Por Eco. José Linares Gallo
La existencia del gobierno regional o intermedio en el Perú ha sido intermitente. De hecho frente a la enorme crisis de corrupción que asola a los Gobiernos Regionales (incluidas nada menos que sus más altas autoridades) muchos, con mirada retrospectiva, nos preguntamos si acaso no se trata de “la crónica de una muerte anunciada”. Para empezar no sería la primera vez que un proceso de regionalización de este tipo quede frustrado porque no fueron tomadas las previsiones del caso oportunamente.
La muerte más reciente del gobierno intermedio en el Perú fue la conducida por Alberto Fujimori en la década del noventa quien con afanes de simplificar su administración hizo todo lo que tuvo a su alcance para disminuir la maquinaria del Estado: privatizó las empresas públicas (lo que es paradójicamente una forma de descentralizar), redujo a su mínima expresión al parlamento y disolvió los gobiernos regionales.
Tras la vuelta a la democracia “la bandera” de restituir los gobiernos regionales fue tomada como algo consustancial al Estado de Derecho. Antes Fujimori —que no creía en la regionalización, tuvo que “hacer de tripas corazón” e incluirla en la Constitución de 1993 tras su golpe de Estado. Pero “se curó en salud” oponiéndose a que se incluyeran plazos perentorios “pateando” así el problema para más adelante.
Restaurada la democracia los peruanos teníamos una nueva y brillante oportunidad para examinar con mayor detenimiento y atención el proceso de descentralización de manera tal que no abortara como ya había sucedido antes, culpado de asambleísmo, ineficiencia, nepotismo, corrupción y burocratismo. Sin embargo, pudo más la prisa que la sensatez y el país fue regionalizado con una simpleza tal que por arte de birlibirloque los departamentos devinieron en regiones.
El proceso no tuvo los incentivos necesarios para lograr que las poblaciones departamentales decidieran convertirse en macro-regiones y con ello el propósito de que pudieran aprovechar las complementariedades productivas quedó frustrado. De similar forma quedó frustrado el propósito de conformar un número óptimo de gobiernos intermedios de manera que la coordinación con el gobierno central fuera viable.
Sobre el desorden y la corrupción que sin duda asola a muchos de los más de mil gobiernos locales que tiene el Perú, “se sembraron” estos macro-organismos públicos que por su enorme poder y manejo presupuestario causan mucho más daño que los primeros cuando están signados por la corrupción y la ineficiencia.

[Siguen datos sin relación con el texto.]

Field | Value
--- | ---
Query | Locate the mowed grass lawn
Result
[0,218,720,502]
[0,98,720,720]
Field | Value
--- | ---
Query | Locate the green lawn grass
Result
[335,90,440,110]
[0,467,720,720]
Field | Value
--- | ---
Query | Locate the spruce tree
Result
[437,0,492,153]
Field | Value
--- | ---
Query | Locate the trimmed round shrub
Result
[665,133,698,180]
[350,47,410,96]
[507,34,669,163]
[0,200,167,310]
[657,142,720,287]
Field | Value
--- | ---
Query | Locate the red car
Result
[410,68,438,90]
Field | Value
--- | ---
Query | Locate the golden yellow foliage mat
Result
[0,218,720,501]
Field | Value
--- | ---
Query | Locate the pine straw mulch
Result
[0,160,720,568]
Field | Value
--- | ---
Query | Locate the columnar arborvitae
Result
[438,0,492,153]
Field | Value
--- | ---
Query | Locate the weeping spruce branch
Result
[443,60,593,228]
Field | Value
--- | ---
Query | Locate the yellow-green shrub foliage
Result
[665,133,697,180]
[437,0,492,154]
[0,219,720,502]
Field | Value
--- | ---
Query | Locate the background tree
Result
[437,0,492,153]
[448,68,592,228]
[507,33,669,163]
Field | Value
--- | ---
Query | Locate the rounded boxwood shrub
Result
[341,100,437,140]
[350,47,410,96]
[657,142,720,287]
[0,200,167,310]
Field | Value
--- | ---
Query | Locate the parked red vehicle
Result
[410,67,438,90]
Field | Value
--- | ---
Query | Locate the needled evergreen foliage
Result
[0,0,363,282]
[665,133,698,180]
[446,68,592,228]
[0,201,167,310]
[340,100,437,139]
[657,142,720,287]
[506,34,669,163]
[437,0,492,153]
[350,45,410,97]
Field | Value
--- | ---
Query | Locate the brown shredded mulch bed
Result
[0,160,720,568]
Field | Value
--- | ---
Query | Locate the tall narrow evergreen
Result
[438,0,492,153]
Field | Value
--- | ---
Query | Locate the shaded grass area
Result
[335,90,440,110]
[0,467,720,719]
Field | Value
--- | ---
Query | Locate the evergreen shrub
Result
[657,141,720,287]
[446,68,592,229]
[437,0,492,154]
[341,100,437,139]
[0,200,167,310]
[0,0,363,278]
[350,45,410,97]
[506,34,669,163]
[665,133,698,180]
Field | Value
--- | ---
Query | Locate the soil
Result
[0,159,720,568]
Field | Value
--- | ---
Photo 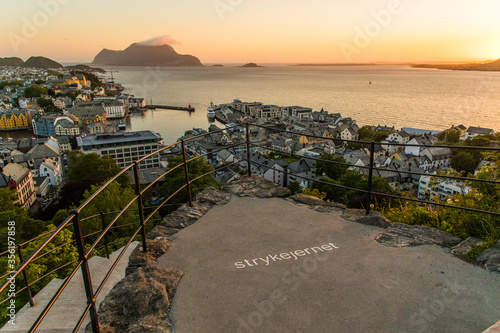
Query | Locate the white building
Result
[418,176,471,200]
[387,131,410,144]
[54,117,80,136]
[76,130,163,169]
[0,163,36,208]
[420,147,453,170]
[39,158,63,186]
[101,101,125,119]
[340,127,359,141]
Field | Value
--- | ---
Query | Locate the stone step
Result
[0,242,139,333]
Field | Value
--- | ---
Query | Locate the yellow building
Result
[64,74,87,87]
[0,111,29,130]
[68,107,106,127]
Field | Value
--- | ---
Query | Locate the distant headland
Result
[412,59,500,72]
[241,62,263,68]
[290,63,377,67]
[0,57,64,69]
[92,43,203,66]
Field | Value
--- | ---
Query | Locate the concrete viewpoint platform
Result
[158,197,500,333]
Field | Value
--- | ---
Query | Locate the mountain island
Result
[92,43,203,66]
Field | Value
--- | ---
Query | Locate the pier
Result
[146,105,195,112]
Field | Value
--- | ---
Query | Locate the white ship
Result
[207,102,215,119]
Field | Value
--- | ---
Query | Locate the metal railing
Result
[0,123,500,332]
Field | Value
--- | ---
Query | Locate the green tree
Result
[358,125,373,141]
[288,182,303,195]
[24,84,49,98]
[80,182,139,242]
[59,150,130,208]
[451,151,479,174]
[314,154,348,180]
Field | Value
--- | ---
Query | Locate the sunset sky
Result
[0,0,500,64]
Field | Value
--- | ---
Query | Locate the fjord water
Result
[109,65,500,143]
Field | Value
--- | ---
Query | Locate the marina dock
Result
[146,105,195,112]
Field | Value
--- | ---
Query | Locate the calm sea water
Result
[105,66,500,143]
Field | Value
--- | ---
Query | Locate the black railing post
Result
[181,140,193,207]
[134,162,148,252]
[73,211,100,333]
[101,212,109,259]
[245,123,252,177]
[17,244,35,306]
[366,141,375,215]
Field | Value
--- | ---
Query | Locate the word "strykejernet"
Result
[234,243,339,269]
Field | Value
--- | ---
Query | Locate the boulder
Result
[222,175,290,198]
[161,201,210,229]
[146,225,180,239]
[342,209,392,229]
[451,237,483,258]
[85,267,183,333]
[125,237,170,275]
[290,193,346,210]
[375,223,462,247]
[475,241,500,273]
[196,187,231,207]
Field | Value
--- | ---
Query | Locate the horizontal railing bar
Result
[83,230,102,239]
[85,195,139,255]
[372,192,500,216]
[0,213,74,293]
[251,144,500,184]
[93,226,142,302]
[76,164,134,214]
[251,124,500,151]
[0,124,500,332]
[366,166,500,184]
[30,259,78,286]
[250,157,368,193]
[80,206,162,222]
[109,222,139,230]
[131,141,181,166]
[144,184,187,223]
[31,240,76,263]
[250,143,356,169]
[141,163,184,195]
[189,162,239,184]
[19,231,53,246]
[186,143,245,163]
[29,260,83,333]
[0,286,28,305]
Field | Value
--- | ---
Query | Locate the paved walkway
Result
[0,242,139,333]
[159,197,500,333]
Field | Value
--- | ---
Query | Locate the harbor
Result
[146,105,196,112]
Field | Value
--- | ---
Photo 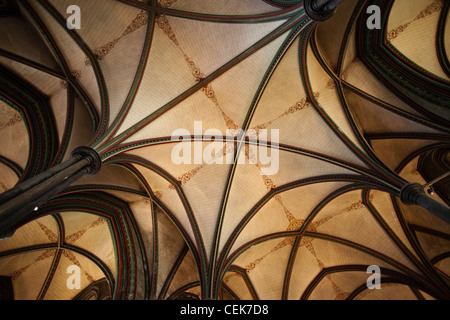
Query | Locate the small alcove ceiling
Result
[0,0,450,300]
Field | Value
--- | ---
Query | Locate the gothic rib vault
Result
[0,0,450,300]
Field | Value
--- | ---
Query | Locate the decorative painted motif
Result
[65,218,106,244]
[158,0,177,8]
[85,10,150,66]
[156,15,239,130]
[387,0,444,41]
[61,70,82,89]
[5,113,23,128]
[245,195,373,300]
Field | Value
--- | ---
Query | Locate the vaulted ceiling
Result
[0,0,450,300]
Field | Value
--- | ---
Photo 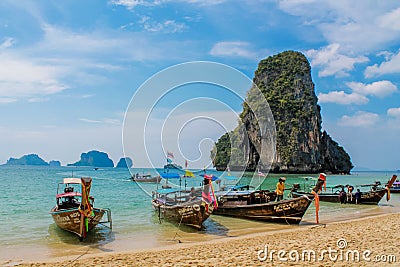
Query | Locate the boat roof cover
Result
[63,178,81,184]
[157,188,180,195]
[161,172,181,179]
[56,192,82,198]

Cambiarles de nombre a sus titulares para que ya no se los llame “presidentes” sino “gobernadores” tal vez sea una buena forma de “bajar la pechuga” de los políticos locales, pero también es la mejor evidencia que las ideas escasean en nuestra clase política o, alternativamente, que estamos cansados y hastiados históricamente de intentarlo.
Frente a esta nueva desazón nacional nada mejor que repensar sin cortapisas el modelo de regionalización que no solo queremos sino que podemos instaurar bajo nuestras actuales condiciones económicas, sociales y culturales. Debemos por lo tanto poner mucha atención a los modelos idealizados que no tienen contraste histórico alguno y tener en cuenta que tal vez por ahora no tengamos mucha “mecha” para volver a descubrir la pólvora.
Sería sensato por lo tanto que mientras ensayamos alguno que otro parche legislativo a las Regiones (como por ejemplo la necesidad de un contrapeso al gobernador), poner en marcha una reingeniería del proceso de descentralización (sobre la base de debates técnicos regionales y nacionales) que nos permita en un período de cinco años elevar a rango constitucional un modelo más viable, ordenado y eficiente.